The house in which she’d die.
He heaved her through vacant marbled hallways, into a far bedroom, toward an open closet lined with black plastic.
Gen kicked and screamed. She pulled and twisted. The reaction wasn’t logical. It was an involuntary and futile fight for life … because his steps didn’t falter.
Twenty-Eight
A trill sounded outside the closet. The tap of his gentlemen's shoes echoed in the hallway once more, drawing closer. Gen curled into a ball in the darkness. The rage that kept her going while locked in the trunk was gone. Black plastic and unfailing bindings had fleeced her to the bone. She gritted her teeth and waited.
As it had once before, the closet door opened wide, and light seeped in. Perry stood there, obliterating the sunshine. A clump of rags hung from his right hand. Beads of sweat gleamed on his brow and neck. Wet hair clung to his forehead. His navy shirt had turned darker still with wide rings around his armpits. The color matched his empty eyes. He tossed the rags at her feet, just as he’d tossed parts of the trunk liner next to her an hour or so ago.
She was the largest scrap in his trash pile.
The realization stole her breath, just as the impact of the floor had done when he’d thrown her inside like a piece of trash. Every nerve in her body vibrated with horror.
Perry’s hands rose to his shirt and unfastened the top button, and then the next, and then another.
The horror had just begun.
“No!” Gen struggled to shimmy herself anywhere, much less to the back of the closet. Once she got there, where would she go? Still, she had to try something. “No, Perry! No!”

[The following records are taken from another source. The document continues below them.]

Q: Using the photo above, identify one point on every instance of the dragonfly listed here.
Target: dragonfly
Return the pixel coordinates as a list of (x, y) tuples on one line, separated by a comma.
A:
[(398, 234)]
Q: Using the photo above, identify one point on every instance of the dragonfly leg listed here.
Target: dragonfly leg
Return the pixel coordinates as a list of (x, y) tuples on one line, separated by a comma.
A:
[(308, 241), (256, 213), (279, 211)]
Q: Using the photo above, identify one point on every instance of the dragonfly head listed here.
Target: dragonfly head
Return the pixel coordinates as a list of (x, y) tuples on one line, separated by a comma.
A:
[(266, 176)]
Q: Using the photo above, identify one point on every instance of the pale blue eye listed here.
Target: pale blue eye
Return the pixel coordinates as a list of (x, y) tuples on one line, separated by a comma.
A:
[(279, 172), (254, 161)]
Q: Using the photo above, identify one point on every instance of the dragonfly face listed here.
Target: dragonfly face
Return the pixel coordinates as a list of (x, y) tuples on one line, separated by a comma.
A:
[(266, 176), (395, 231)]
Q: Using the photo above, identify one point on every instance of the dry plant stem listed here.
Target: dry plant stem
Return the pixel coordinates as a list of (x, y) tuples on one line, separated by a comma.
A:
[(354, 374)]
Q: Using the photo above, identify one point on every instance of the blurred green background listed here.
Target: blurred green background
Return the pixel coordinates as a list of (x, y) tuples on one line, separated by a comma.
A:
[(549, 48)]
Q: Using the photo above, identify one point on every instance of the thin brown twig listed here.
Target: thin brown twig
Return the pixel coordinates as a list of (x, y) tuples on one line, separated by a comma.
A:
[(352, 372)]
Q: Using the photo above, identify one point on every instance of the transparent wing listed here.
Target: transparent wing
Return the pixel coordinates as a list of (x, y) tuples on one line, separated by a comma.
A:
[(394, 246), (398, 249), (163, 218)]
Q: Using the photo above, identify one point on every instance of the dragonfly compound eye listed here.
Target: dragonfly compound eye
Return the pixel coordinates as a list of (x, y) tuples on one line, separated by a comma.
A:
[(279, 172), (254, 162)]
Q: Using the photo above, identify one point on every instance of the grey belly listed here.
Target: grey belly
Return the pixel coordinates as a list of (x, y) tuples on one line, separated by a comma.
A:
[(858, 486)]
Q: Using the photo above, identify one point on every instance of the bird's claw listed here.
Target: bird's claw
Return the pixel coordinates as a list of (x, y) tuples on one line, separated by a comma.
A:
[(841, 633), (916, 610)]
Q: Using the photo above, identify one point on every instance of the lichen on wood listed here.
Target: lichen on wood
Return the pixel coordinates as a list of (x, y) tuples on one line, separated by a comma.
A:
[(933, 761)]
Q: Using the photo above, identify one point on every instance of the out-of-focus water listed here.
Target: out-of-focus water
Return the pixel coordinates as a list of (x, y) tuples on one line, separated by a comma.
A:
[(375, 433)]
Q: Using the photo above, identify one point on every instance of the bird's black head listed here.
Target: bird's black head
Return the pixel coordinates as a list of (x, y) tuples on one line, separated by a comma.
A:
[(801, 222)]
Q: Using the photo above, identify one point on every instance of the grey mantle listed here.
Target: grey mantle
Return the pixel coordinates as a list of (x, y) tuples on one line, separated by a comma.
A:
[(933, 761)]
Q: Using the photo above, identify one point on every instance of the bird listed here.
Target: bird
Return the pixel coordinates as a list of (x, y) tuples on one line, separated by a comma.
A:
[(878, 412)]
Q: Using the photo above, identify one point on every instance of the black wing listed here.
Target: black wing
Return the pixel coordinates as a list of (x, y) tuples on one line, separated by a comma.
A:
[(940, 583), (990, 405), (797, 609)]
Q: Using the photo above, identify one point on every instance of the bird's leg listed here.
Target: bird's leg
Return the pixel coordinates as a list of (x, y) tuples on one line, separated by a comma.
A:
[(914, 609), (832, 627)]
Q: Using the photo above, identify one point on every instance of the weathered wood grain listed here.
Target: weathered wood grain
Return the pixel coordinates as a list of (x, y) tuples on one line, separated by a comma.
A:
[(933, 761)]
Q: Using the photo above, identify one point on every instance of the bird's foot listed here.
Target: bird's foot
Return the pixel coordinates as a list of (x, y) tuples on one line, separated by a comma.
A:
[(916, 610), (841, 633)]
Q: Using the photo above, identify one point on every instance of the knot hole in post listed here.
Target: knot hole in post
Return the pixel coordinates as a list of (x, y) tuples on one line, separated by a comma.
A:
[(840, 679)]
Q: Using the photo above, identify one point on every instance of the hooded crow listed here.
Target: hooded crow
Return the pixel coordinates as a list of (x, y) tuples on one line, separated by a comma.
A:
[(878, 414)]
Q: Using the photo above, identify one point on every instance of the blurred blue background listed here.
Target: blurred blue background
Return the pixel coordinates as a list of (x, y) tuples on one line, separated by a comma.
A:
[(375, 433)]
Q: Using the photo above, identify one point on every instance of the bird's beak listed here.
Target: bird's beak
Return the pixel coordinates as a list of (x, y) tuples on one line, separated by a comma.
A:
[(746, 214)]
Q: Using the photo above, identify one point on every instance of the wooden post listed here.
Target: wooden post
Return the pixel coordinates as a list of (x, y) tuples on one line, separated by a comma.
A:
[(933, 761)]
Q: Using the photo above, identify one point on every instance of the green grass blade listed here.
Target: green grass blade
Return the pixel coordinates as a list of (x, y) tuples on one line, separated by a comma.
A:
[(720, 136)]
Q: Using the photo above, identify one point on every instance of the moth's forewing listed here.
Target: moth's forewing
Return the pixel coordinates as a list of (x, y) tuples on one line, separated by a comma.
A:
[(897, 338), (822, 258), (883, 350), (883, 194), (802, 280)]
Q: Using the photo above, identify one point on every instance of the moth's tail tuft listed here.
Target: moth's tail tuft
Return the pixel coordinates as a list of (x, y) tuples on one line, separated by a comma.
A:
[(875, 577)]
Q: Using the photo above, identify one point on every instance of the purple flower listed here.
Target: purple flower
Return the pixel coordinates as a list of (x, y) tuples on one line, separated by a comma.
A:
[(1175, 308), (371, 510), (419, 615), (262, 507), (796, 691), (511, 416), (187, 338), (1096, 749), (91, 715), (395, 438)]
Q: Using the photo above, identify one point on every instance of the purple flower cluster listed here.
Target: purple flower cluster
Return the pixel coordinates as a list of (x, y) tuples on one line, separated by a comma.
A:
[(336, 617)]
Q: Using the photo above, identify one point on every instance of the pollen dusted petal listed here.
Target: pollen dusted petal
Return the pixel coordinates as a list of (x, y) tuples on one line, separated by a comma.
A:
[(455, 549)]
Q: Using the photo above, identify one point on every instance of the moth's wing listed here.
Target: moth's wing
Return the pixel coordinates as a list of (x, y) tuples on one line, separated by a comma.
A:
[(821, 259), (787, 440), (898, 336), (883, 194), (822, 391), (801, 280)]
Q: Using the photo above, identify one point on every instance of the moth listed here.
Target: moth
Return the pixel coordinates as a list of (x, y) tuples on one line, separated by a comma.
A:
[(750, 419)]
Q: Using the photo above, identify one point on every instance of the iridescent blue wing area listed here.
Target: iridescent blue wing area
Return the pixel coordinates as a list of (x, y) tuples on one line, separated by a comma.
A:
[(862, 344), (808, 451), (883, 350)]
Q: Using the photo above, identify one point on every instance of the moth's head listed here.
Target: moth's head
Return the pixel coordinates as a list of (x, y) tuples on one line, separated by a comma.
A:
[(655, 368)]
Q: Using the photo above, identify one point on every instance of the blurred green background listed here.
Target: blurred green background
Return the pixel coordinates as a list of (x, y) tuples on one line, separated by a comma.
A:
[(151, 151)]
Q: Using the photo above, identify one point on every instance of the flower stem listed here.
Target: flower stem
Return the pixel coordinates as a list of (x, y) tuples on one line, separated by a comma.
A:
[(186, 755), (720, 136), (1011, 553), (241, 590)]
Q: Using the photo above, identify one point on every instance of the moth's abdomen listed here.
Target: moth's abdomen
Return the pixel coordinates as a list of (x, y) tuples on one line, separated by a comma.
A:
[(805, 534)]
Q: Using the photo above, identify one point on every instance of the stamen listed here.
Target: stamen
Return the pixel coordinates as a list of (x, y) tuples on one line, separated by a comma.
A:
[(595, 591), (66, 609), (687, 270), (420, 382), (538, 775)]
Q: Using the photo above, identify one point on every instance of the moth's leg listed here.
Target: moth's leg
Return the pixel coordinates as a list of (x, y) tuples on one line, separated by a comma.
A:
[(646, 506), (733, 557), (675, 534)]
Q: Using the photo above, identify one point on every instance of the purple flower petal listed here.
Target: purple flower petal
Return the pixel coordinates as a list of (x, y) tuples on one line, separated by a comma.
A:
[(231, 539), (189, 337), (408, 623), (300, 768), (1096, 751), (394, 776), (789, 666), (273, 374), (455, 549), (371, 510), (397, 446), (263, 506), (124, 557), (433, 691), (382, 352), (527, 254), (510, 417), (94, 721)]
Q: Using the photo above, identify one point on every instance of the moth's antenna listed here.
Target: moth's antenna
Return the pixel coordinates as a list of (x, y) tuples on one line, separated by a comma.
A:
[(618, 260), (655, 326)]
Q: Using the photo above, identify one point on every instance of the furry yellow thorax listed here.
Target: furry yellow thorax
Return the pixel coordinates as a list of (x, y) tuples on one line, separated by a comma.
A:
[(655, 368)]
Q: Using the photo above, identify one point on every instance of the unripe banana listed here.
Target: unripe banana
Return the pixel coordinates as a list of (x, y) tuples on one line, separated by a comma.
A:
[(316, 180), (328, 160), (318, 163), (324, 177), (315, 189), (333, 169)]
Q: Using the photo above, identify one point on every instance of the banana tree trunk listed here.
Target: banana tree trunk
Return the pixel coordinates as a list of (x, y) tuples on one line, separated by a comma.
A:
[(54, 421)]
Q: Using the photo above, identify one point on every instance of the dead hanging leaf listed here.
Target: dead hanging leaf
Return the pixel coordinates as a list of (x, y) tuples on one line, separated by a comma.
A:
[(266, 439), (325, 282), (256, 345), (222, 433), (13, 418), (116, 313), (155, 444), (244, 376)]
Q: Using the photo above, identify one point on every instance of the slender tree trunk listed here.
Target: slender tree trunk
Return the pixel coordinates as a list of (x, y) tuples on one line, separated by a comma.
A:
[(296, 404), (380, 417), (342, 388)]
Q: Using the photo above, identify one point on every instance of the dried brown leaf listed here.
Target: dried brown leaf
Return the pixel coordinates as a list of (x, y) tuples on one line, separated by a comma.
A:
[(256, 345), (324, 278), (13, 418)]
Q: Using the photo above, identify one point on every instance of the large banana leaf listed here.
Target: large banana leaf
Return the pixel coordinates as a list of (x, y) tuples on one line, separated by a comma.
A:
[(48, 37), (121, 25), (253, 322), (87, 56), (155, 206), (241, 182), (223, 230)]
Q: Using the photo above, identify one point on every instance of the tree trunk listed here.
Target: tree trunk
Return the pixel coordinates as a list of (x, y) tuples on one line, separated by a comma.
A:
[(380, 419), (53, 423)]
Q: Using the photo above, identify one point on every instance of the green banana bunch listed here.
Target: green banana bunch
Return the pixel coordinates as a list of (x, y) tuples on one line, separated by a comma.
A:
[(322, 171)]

A coy grin curved his lips. His gaze sparked the barest hint of life and narrowed. His hands continued working, unfastening the buttons at his cuffs. He pulled the shirt from his pants, slipped it off his body, and threw it at her face. The thin material blinded her. She threw her head back and flopped. Dread grew long talons and slashed wildly, releasing her greatest fear … that she would learn of her sister’s heaviest burden firsthand.
The shirt fell to the side, clumping beneath her chin.
His zipper whined open.
“No! No!”
Perry toed off his shoes and kicked them at her. One hit her hip, while the other lobbed over her. He shucked his pants and silk boxers in one motion, standing before her naked and glaring.
She screamed and strained with everything she had left.
The pants flew through the air and landed atop her. His laughter was barely human. A jackal’s pitched call.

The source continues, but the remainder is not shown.